Korkunun ecele faydası yoktur derler. Çok doğru. Ve, seçimler yaklaştıkça; gerek müstakilce yapılmış; gerekse kendi (Talat) yaptırmış ancak ortaya çıkan gerçeklerden korkarak inkar ettikleri anketlerin sonuçları; gerekse Talat-CTP ve diğer sözde barış meleklerinin mitinglerindeki azalmayla işlerin kendi ve efendilerinin istedikleri doğrultuda yürümemesiyle; Kıbrıs Türk halkının ezici çoğunluğunun; gerek Rum-Yunan’ın; gerek Kıbrıs Adası’na sahip çıkarak Akdeniz’de egemen olmak isteyenlere karşı çıkacak ulusal çizgideki partilere yönlenmesi ve ulusal kesimin uyanması, dirilmesiyle hüsrana uğramış Talat-CTP ve efendileri DE; yalan dolanın ve paranın bile artık bir işe yaramayacağını; halkın egemenliğine ve KKTC’ne sahip çıktığını görerek; bazı malumların da baş vurmakta oldukları taktiklerle bir yere varacaklarına inanmış ve çareyi ‘ENGEREK-ON’ safsatasına sarılmakta bulacaklarına kanaat getirmişler belli... Yemezler....

İktidara geleliberi devletin kendilerine tandırğı tüm nimetlerinden yararlanmakta ve ekmeğini yemekte iken; ve makamlarını da, temsil ettikleri devleti de yıkmaya çalışanlar... Vatanın bütünlüğünü korumak şunda dursun; henüz ‘Ateşkes’ koşulları yürürlükte iken; Evkaf Malları da dahil; vatan topraklarını düşmana daha kolay verebilmek için, devletin anayasasını bile değiştirenler... Temsil ettikleri devleti çökertmek ve daha kolay tasfiye edebilmek için; çiftçisini, hayvancısını, narenciyeci ve sanayicisini; esnafını tüccarını; inşaat sektörünü, turizm sektörünü ve daha neleri neleri kasıtlı olarak iflasa sürükleyenler... Kendilerine emanet halkı çeşit partizanlık ve işten kovmalarla çaresiz kılıp Rum’a teslim olmaya zorlayanlar... Karşılığında hiç bir zırnık talep etmeden taviz üstüne taviz verenler... Kendilerini ve yedi sülalelerini soykırımdan kurtarmış olanları düşman görüp; cellatlarıyla kol-kola girenler...

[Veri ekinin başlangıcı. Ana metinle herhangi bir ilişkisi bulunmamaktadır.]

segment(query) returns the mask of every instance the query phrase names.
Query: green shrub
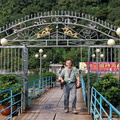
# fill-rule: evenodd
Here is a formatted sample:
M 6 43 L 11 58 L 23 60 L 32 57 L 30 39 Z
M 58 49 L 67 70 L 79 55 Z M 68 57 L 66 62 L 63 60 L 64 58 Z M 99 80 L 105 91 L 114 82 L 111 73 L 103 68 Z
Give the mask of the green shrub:
M 95 82 L 93 86 L 115 107 L 119 105 L 120 84 L 113 74 L 106 74 L 101 78 L 101 81 Z
M 52 81 L 55 82 L 57 77 L 56 77 L 56 74 L 53 73 L 53 72 L 46 72 L 46 73 L 43 73 L 42 74 L 42 77 L 47 77 L 47 76 L 52 76 Z
M 0 81 L 2 83 L 10 83 L 10 84 L 15 84 L 18 83 L 17 75 L 12 75 L 12 74 L 7 74 L 7 75 L 2 75 L 0 76 Z

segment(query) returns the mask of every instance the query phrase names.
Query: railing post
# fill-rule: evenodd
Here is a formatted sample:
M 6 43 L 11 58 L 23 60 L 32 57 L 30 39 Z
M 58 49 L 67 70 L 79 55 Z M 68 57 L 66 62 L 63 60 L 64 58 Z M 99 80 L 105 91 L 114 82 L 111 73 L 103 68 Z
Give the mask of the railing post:
M 12 106 L 12 104 L 13 104 L 13 100 L 12 100 L 12 98 L 13 98 L 13 91 L 12 90 L 10 90 L 10 97 L 11 97 L 11 99 L 10 99 L 10 106 L 11 106 L 11 108 L 10 108 L 10 114 L 11 114 L 11 116 L 10 116 L 10 120 L 12 120 L 12 111 L 13 111 L 13 106 Z
M 87 103 L 88 103 L 88 114 L 90 114 L 90 47 L 88 47 L 88 93 L 87 93 Z
M 28 48 L 24 44 L 23 48 L 23 94 L 22 94 L 22 110 L 25 111 L 28 105 Z

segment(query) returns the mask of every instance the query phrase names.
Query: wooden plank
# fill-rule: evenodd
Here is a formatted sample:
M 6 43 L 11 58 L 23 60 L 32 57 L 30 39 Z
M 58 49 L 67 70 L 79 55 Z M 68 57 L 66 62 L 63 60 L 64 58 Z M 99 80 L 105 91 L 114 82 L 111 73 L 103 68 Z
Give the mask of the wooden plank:
M 35 120 L 53 120 L 55 117 L 55 113 L 44 113 L 39 114 Z
M 70 98 L 70 112 L 64 113 L 63 91 L 60 87 L 56 87 L 36 99 L 26 113 L 18 116 L 16 120 L 92 120 L 85 107 L 81 89 L 77 90 L 77 115 L 71 112 L 71 106 Z

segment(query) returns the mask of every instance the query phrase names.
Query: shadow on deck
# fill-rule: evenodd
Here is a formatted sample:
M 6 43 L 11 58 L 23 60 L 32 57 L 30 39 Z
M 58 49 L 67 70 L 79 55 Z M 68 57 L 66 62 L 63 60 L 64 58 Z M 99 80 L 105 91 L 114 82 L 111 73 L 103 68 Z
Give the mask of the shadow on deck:
M 78 114 L 71 112 L 71 101 L 70 112 L 64 113 L 63 99 L 63 91 L 56 86 L 37 98 L 26 112 L 17 116 L 15 120 L 92 120 L 85 107 L 81 88 L 77 90 Z

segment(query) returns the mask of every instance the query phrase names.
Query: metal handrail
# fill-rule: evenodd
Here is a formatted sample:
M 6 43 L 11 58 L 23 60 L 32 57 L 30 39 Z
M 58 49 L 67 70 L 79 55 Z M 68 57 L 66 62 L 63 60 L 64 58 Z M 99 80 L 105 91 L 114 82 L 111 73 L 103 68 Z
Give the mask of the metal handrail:
M 83 93 L 84 103 L 86 105 L 87 104 L 87 101 L 86 101 L 86 98 L 87 98 L 87 95 L 86 95 L 86 85 L 85 85 L 85 82 L 84 82 L 82 76 L 80 76 L 80 79 L 81 79 L 81 85 L 82 85 L 82 93 Z
M 40 96 L 50 87 L 52 87 L 52 76 L 47 76 L 28 82 L 28 104 L 30 104 L 36 97 Z
M 109 113 L 104 109 L 103 102 L 105 102 L 109 107 Z M 113 115 L 113 111 L 116 115 Z M 103 120 L 105 116 L 108 120 L 112 120 L 113 117 L 120 117 L 120 111 L 117 110 L 109 101 L 107 101 L 94 87 L 91 89 L 91 107 L 90 112 L 93 114 L 94 120 Z M 102 116 L 102 113 L 105 115 Z
M 41 79 L 44 79 L 44 80 L 43 80 L 42 82 L 40 82 Z M 28 96 L 29 96 L 30 94 L 33 95 L 31 98 L 28 99 L 28 101 L 31 100 L 31 99 L 33 99 L 33 98 L 36 98 L 36 97 L 37 97 L 38 95 L 40 95 L 41 93 L 45 92 L 45 90 L 47 90 L 47 89 L 49 89 L 50 87 L 52 87 L 52 76 L 43 77 L 43 78 L 41 78 L 41 79 L 36 79 L 36 80 L 33 80 L 33 81 L 29 81 L 29 82 L 28 82 Z M 40 85 L 39 85 L 39 83 L 40 83 Z M 32 85 L 29 85 L 29 84 L 32 84 Z M 39 87 L 38 87 L 38 86 L 39 86 Z M 6 116 L 6 117 L 4 118 L 4 120 L 6 120 L 7 118 L 12 119 L 12 118 L 13 118 L 13 114 L 14 114 L 15 112 L 18 112 L 19 110 L 22 111 L 22 97 L 21 97 L 21 99 L 18 100 L 18 101 L 15 101 L 15 102 L 13 101 L 13 98 L 14 98 L 14 97 L 16 97 L 16 96 L 18 96 L 18 95 L 21 95 L 21 96 L 22 96 L 22 90 L 21 90 L 20 93 L 13 94 L 13 90 L 16 89 L 16 88 L 19 88 L 19 87 L 22 88 L 23 86 L 20 85 L 20 86 L 16 86 L 16 87 L 13 87 L 13 88 L 9 88 L 9 89 L 0 91 L 0 94 L 1 94 L 1 93 L 4 93 L 4 92 L 8 92 L 8 91 L 10 92 L 10 96 L 8 96 L 8 98 L 3 99 L 2 101 L 0 101 L 0 104 L 2 104 L 3 102 L 5 102 L 5 101 L 7 101 L 7 100 L 10 100 L 9 106 L 6 107 L 6 108 L 3 109 L 3 110 L 0 110 L 0 113 L 4 112 L 4 111 L 7 110 L 7 109 L 10 109 L 10 110 L 11 110 L 10 115 Z M 32 91 L 32 93 L 29 93 L 29 89 L 30 89 L 30 88 L 34 88 L 34 90 Z M 38 91 L 36 91 L 36 89 L 37 89 Z M 17 109 L 13 111 L 12 106 L 17 105 L 18 103 L 20 103 L 21 105 L 20 105 L 20 106 L 17 106 Z
M 11 111 L 11 112 L 10 112 L 10 115 L 6 116 L 6 117 L 4 118 L 4 120 L 6 120 L 6 119 L 9 118 L 9 117 L 12 118 L 12 116 L 13 116 L 13 114 L 14 114 L 15 112 L 18 112 L 18 110 L 22 109 L 22 106 L 21 106 L 21 105 L 20 105 L 20 106 L 17 106 L 18 108 L 17 108 L 16 110 L 13 110 L 13 108 L 12 108 L 14 105 L 17 105 L 18 103 L 21 104 L 21 102 L 22 102 L 22 99 L 13 102 L 13 98 L 14 98 L 14 97 L 16 97 L 16 96 L 18 96 L 18 95 L 22 95 L 22 92 L 13 94 L 13 90 L 16 89 L 16 88 L 22 88 L 22 85 L 16 86 L 16 87 L 13 87 L 13 88 L 9 88 L 9 89 L 3 90 L 3 91 L 0 91 L 0 94 L 1 94 L 1 93 L 4 93 L 4 92 L 10 92 L 10 97 L 8 96 L 8 98 L 3 99 L 2 101 L 0 101 L 0 104 L 2 104 L 3 102 L 5 102 L 5 101 L 7 101 L 7 100 L 10 100 L 9 106 L 6 107 L 5 109 L 0 110 L 0 113 L 4 112 L 4 111 L 7 110 L 7 109 L 10 109 L 10 111 Z

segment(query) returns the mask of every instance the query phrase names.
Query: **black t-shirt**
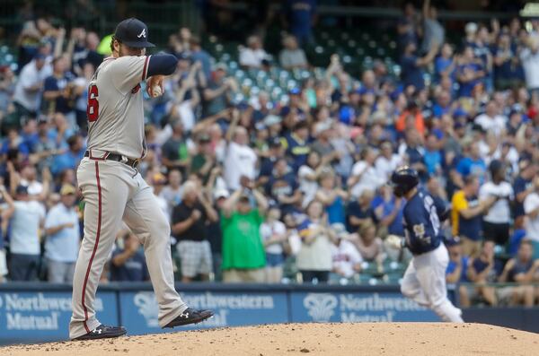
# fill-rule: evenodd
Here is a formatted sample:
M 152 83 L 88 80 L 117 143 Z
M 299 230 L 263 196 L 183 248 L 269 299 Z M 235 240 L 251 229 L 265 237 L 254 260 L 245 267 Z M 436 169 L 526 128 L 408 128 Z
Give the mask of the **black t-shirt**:
M 208 229 L 206 221 L 208 220 L 208 215 L 206 215 L 206 210 L 199 202 L 195 203 L 191 207 L 187 206 L 183 202 L 176 205 L 172 210 L 172 225 L 189 219 L 195 209 L 200 212 L 200 219 L 193 222 L 182 233 L 174 236 L 179 241 L 203 241 L 207 239 Z

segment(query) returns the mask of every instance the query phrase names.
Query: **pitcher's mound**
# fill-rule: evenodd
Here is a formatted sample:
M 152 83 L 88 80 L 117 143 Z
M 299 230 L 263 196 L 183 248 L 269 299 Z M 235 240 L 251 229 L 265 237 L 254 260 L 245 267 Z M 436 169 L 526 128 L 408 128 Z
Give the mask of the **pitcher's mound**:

Sırf, yoldaş dedikleri, ancak Makaryos da dahil; GKRY’nin geçmişteki başkanlarından da azılı; onlardan da faşist, ırkçı ve Türk düşmanı ve tırnağına kadar ELEN ama sözde solcu; sözde barışçı ve ve halka Türk dostu olarak yutturmağa çalıştıkları Hristofyas’ı memnun etmek için Tek Egemenliği, Tek Halklılığı, Tek Temsiliyeti, Tek Kimliği ve bakalım daha tek ne haspayı kabul edenler... Ve üstelik bu caniye; Türk azınlığına kendi kaderini kendi seçme ve işlerin yürümemesi halinde ayrılma hakkı tanımaması için öneri götürenler ve hatta bunda ısrar edenler... Uzun lafın kısası; halkını barış, anlaşma, müzakere ve süreç safsatalarıyla oyalayarak; aldatarak; vermiş olduğu yemini de; devleti ve devletin yasalarını da istismar ederek teslimiyete, esarete ve tekrar katliam çukurlarına sürüklerken; makam ve güclerini düşmanların yararına kullananlar; ateşlerden geçmiş, şehitler vermiş ve ata emaneti bu topraklara; devletine ve egemenliğine; güç bela kurmuş olduğu cumhuriyetine; dinine, diline ve kimliğine sahip çıkanları; Türkiye’nin etkin ve fiili garantisinden ve tek güvencesi Mehmetçikten yana olanları; Atatürk İlke ve Devrimlerine bağlı olanları, şimdi de ENGEREK-ON safsatasıyla suçlama yoluna gideceklermiş Allah aşkına?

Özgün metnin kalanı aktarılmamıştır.